As humans age, the ability to regenerate skeletal muscle tissue is impaired. Injuries to the musculoskeletal system that require extended periods of immobilization lead to muscle atrophy and are particularly devastating to the elderly population. Loss of skeletal muscle mass and function reduces mobility, which negatively affects quality of life, and increases the risk of mobility-related accidents. Currently, strategies to ameliorate injury-related or heritable muscle atrophy are limited and consist primarily of exercise-based regimens to increase strength. Here we propose to develop a human stem cell therapy to prevent and/or reverse localized skeletal muscle atrophy in muscles of the aged. Specifically, we aim to (1) refine a strategy we have developed that enables us to isolate muscle stem cells (MuSCs) from human muscle biopsies, (2) apply a strategy which we developed for murine MuSCs to human MuSCs that rejuvenates and expands the stem cells in culture to clinically useful numbers using a combined bioengineering and small molecule treatment, and (3) demonstrate that transplantation of human MuSCs results in increased in vivo force generation and strength in atrophied muscles of aged recipients. Together, these studies will culminate in the validation of a novel stem cell-based "development candidate" to the treat skeletal muscle atrophy afflicting the ever increasing aged community and will advance the use of stem cells for therapy in the clinic.
Skeletal muscle is critical to our day-to-day movement and loss of muscle mass and function impairs quality of life and increases the risk of mobility related accidents particularly in the elderly.
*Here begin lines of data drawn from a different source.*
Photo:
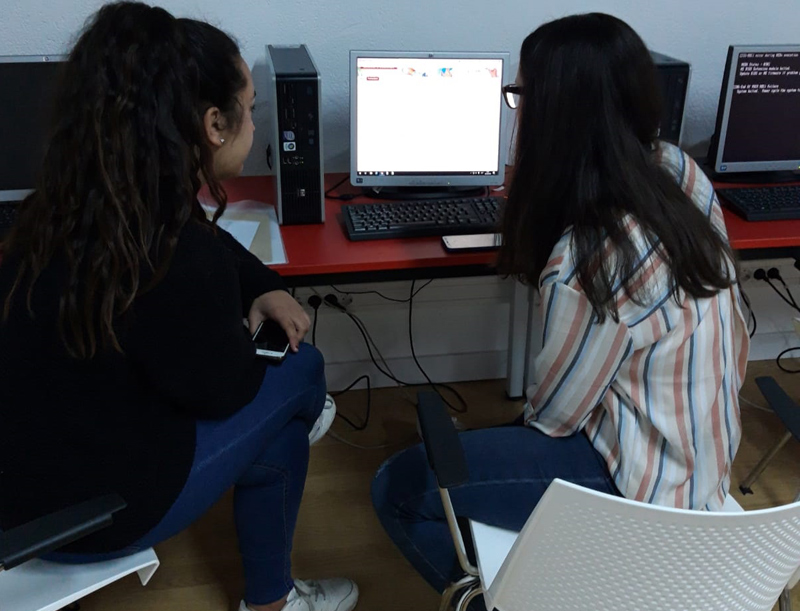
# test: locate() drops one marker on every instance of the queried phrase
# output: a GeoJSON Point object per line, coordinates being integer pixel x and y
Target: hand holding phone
{"type": "Point", "coordinates": [271, 341]}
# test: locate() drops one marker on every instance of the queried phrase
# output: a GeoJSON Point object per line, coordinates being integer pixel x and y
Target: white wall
{"type": "Point", "coordinates": [697, 31]}
{"type": "Point", "coordinates": [460, 328]}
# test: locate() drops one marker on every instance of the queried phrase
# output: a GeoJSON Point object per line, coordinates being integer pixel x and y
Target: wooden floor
{"type": "Point", "coordinates": [338, 533]}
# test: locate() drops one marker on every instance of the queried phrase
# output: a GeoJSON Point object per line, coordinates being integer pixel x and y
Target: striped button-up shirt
{"type": "Point", "coordinates": [657, 392]}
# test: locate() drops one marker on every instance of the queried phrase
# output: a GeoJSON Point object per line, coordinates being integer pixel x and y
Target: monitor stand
{"type": "Point", "coordinates": [752, 178]}
{"type": "Point", "coordinates": [412, 193]}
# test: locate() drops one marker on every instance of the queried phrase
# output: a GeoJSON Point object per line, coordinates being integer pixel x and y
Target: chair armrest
{"type": "Point", "coordinates": [57, 529]}
{"type": "Point", "coordinates": [786, 409]}
{"type": "Point", "coordinates": [445, 453]}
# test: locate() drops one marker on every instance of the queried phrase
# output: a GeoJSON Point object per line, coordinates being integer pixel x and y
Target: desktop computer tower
{"type": "Point", "coordinates": [294, 151]}
{"type": "Point", "coordinates": [673, 76]}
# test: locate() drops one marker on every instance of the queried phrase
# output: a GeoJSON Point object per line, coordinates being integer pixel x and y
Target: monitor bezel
{"type": "Point", "coordinates": [723, 115]}
{"type": "Point", "coordinates": [441, 180]}
{"type": "Point", "coordinates": [13, 195]}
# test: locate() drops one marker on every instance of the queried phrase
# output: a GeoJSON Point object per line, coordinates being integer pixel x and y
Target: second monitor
{"type": "Point", "coordinates": [427, 120]}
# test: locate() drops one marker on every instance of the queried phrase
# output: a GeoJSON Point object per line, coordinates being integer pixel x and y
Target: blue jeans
{"type": "Point", "coordinates": [509, 470]}
{"type": "Point", "coordinates": [262, 450]}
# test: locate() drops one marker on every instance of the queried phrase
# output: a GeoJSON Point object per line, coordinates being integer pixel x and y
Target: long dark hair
{"type": "Point", "coordinates": [124, 163]}
{"type": "Point", "coordinates": [587, 131]}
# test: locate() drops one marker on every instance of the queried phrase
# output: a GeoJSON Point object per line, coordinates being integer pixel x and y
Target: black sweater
{"type": "Point", "coordinates": [73, 429]}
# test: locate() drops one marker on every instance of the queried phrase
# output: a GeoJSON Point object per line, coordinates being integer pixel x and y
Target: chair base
{"type": "Point", "coordinates": [466, 584]}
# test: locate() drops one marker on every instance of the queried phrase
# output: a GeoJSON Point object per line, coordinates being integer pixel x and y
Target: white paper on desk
{"type": "Point", "coordinates": [243, 231]}
{"type": "Point", "coordinates": [265, 241]}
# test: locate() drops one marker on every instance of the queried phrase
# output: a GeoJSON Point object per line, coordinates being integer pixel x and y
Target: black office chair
{"type": "Point", "coordinates": [789, 413]}
{"type": "Point", "coordinates": [37, 585]}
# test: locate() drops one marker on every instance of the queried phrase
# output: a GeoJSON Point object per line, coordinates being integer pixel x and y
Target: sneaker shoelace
{"type": "Point", "coordinates": [310, 591]}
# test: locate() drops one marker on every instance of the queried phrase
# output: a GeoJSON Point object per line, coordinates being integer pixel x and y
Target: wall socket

Currently there are no clinical approaches to prevent or reverse the muscle atrophy that occurs following musculoskeletal injury and subsequent immobilization other than physical activity. Since California is projected to be the fastest growing state in the U.S. in terms of population, with an elderly population that is projected to grow twice as fast as the total population of the state, it is more important than ever to develop strategies that positively impact the health of this demographic. The research in this CIRM application aims to provide a muscle stem cell transplantation therapy to overcome muscle atrophy. Initially, the application of this strategy to the function of small muscles of the eye critical to vision, to the pharynx critical to swallowing, or to the muscles of the hand are envisioned. A major effort will also entail scaling up muscle stem cell production for the treatment muscle atrophy occurring in ~60% of the aged knee or hip revision rehabilitation patients. This work will not only advance the use of stem cells in the clinic, but will also provide a novel therapy to ameliorate the devastating effects of muscle atrophy in our ever growing aged community.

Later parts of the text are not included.